程錦年長得像他們夫妻,認真的樣子讓人看了就歡喜。
「至於魏明香跟程國清,你們打算怎麼處置?」
這兩人畢竟是程錦年名義上的父母,所以處置他們的事情,夫妻倆還是想讓他自己親自來說。
「這兩人你們就暫時不用管了。」
姜晚微微一笑主動接話,雲芷蘭聽了有些疑惑。
「難道因為他們年紀大,就這麼輕飄飄的放過他們?」
「不是這個意思,我的意思是魏明香夫妻已經受到了應有的懲罰,暫時可以先不去管他們。」
「哦?他們受到什麼懲罰了?」
雲芷蘭聽了這話隻覺得好奇,姜晚原本不想說的,既然她問了,她也就簡單說了一下事情的經過。
「我以拐賣孩子的罪名,已經把魏明香送進了公安局。」
「至於程國清,他原本就有很嚴重的肝病,雖然做了換肝手術,應該也活不了太長時間了。」
「而且他好死不死的跟個寡婦搞在一起,現在寡婦的駢頭已經知道他們的事,接下來怕是有好戲可看了。」
姜晚說到這裡微微一笑,雲芷蘭聽她說完整個人都愣住了。
「魏明香跟程國清現在過得這麼慘了?」
「那照你這樣說的話,他們確實成不了什麼氣候,也暫時不用去管他們的死活了。」
「嗯,他們的事情交給我,後期我自己會盯,你們隻需要安心收拾瀋天翊就行。」
「程國清跟魏明香兩個兒子都已經死了,現在隻剩下沈天翊這個唯一的兒子。」
「說句實在話,沈天翊現在就是他們的希望,如果連沈天翊都垮了,估計他們就徹底無路可走了。」
姜晚不僅會殺人而且還會誅心。
魏明香越是在意什麼,她越是要擊的粉碎。
「你說的對,要不是想見見孫子,我現在立刻就要去收拾瀋天翊。」
「沒想到在你們還沒找到我們的時候,你們都已經自己動手了。」
「以前的你們一無所有,卻依舊有跟他們決裂的勇氣。」
「姜晚,你比我想象中更厲害,比起你的堅強果敢,我真的覺得自己像個廢物。」
「我,我當初真是昏了頭了,我怎麼會為了一點小事離家出走!」
雲芷蘭急得伸手就往自己臉上拍去。
姜晚眼疾手快的抓住了她的手腕。
「阿姨,誰年輕的時候都會犯錯,這件事情真的怪不到你頭上。」
雲芷蘭打自己的時候,姜晚就會想起上輩子愚蠢的自己。
她上輩子做了那麼多蠢事,不僅把自己的身體搞得非常虛弱,最後還被一手養大的侄子侄女拔了氣管。

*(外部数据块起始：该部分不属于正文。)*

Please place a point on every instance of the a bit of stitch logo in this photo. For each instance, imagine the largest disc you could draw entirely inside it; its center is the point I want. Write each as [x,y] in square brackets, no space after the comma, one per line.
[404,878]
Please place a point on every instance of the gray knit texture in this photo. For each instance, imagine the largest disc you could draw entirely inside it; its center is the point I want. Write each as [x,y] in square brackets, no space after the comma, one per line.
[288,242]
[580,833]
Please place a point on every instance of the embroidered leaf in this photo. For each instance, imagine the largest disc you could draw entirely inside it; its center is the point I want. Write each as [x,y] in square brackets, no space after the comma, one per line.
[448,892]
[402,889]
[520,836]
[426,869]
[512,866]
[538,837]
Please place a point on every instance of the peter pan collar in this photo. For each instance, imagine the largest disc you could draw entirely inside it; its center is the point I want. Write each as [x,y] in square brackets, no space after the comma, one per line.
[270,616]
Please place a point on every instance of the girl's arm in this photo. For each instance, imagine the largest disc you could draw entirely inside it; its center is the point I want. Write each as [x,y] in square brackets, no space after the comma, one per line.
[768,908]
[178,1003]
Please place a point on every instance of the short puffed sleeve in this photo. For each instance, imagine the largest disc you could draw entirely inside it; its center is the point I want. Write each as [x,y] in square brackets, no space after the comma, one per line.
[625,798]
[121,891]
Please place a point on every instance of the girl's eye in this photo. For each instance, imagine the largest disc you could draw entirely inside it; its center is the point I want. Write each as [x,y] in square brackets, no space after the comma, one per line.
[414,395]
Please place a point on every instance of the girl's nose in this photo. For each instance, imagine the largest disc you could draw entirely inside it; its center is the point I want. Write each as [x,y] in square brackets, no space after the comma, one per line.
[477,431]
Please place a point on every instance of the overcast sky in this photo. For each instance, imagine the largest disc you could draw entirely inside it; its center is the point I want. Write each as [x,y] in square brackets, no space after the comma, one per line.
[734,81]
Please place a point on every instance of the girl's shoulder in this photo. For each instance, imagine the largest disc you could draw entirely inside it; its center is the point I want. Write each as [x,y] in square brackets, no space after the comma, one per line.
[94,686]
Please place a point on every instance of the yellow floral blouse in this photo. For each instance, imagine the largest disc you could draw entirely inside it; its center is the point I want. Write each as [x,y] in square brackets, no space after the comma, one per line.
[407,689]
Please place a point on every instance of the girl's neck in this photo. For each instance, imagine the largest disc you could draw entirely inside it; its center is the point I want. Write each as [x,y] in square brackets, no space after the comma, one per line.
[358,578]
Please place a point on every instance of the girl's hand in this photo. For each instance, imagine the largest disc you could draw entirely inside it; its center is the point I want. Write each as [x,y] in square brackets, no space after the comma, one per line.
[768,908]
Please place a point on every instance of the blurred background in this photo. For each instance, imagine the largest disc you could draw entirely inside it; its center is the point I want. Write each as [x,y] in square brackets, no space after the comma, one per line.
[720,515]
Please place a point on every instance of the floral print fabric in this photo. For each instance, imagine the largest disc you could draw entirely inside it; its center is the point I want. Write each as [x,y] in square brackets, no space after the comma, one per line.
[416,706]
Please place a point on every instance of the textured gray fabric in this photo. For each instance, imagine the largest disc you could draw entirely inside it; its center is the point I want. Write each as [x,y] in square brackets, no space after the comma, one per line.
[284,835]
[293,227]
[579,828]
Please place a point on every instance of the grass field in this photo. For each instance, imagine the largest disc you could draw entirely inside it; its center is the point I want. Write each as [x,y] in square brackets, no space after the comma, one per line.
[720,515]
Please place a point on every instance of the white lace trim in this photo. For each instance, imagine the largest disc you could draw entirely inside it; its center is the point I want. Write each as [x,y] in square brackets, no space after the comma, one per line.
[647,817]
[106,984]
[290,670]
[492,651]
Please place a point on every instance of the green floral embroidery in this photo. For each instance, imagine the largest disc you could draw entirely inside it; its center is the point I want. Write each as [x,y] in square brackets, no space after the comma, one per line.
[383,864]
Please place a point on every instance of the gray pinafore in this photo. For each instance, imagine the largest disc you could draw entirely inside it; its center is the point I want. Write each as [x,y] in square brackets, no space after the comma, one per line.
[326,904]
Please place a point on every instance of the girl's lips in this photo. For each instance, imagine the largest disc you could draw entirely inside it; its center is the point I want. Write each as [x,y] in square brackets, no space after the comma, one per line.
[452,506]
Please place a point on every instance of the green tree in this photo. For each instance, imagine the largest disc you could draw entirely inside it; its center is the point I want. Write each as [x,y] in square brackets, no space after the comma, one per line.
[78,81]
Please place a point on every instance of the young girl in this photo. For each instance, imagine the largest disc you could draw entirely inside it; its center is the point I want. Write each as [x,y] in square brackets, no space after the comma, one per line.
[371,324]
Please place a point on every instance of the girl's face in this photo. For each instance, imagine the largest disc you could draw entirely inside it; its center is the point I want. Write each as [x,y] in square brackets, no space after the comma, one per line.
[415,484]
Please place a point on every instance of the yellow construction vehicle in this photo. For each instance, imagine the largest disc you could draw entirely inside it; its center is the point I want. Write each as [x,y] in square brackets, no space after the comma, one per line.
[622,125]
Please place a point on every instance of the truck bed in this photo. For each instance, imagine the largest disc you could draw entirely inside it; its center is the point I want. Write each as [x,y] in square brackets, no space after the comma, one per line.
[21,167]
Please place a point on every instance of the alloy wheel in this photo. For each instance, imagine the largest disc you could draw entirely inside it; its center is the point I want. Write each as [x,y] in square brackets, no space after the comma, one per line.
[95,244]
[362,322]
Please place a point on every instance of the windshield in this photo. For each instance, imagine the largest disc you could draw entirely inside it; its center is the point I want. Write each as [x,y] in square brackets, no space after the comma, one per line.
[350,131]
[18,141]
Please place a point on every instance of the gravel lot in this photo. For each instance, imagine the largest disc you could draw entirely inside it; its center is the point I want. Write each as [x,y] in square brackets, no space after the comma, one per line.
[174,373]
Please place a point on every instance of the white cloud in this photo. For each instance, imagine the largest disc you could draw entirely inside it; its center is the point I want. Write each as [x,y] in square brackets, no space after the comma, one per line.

她現在雖然已經在報復了,但這些害死她的惡人沒有遭到報應之前,她心裡永遠綳著一根線。
她要親眼看到他們所有的人都下地獄,估計才能放下心結重新開始。
「你真是個好孩子!謝謝你這麼理解我!」
雲芷蘭說這話又紅了眼眶,她擦眼淚的時候悄悄擡起頭來看了看程錦年。
看到她哭,程錦年雖然沒說什麼安慰的話,但明顯有些手足無措。
他是想安慰她的,但又不知道該怎麼安慰。
他們母子之間畢竟分隔這麼多年,短時間內沒辦法親近的起來。
談好了報復的計劃,接下來他們又在姜晚的安排下拉了拉家常。
整個拉家常的過程基本上都是姜晚主動拋出問題,程錦年回答。
雲芷蘭跟沈長平有時候有特別想問的問題會補充一下。
他們就這樣斷斷續續的聊了一個小時,知道夜已經深了,這才不得不去洗漱睡覺。
雲芷蘭跟沈長平先收拾完回到房間,姜晚也回到了自己的房間。
她剛準備關上房門,沒想到程錦年也跟了過來。
「你今晚上不回部隊嗎?」
姜晚站在門口疑惑的看著他,程錦年笑著扶住她的肩,輕輕的往前推了一把。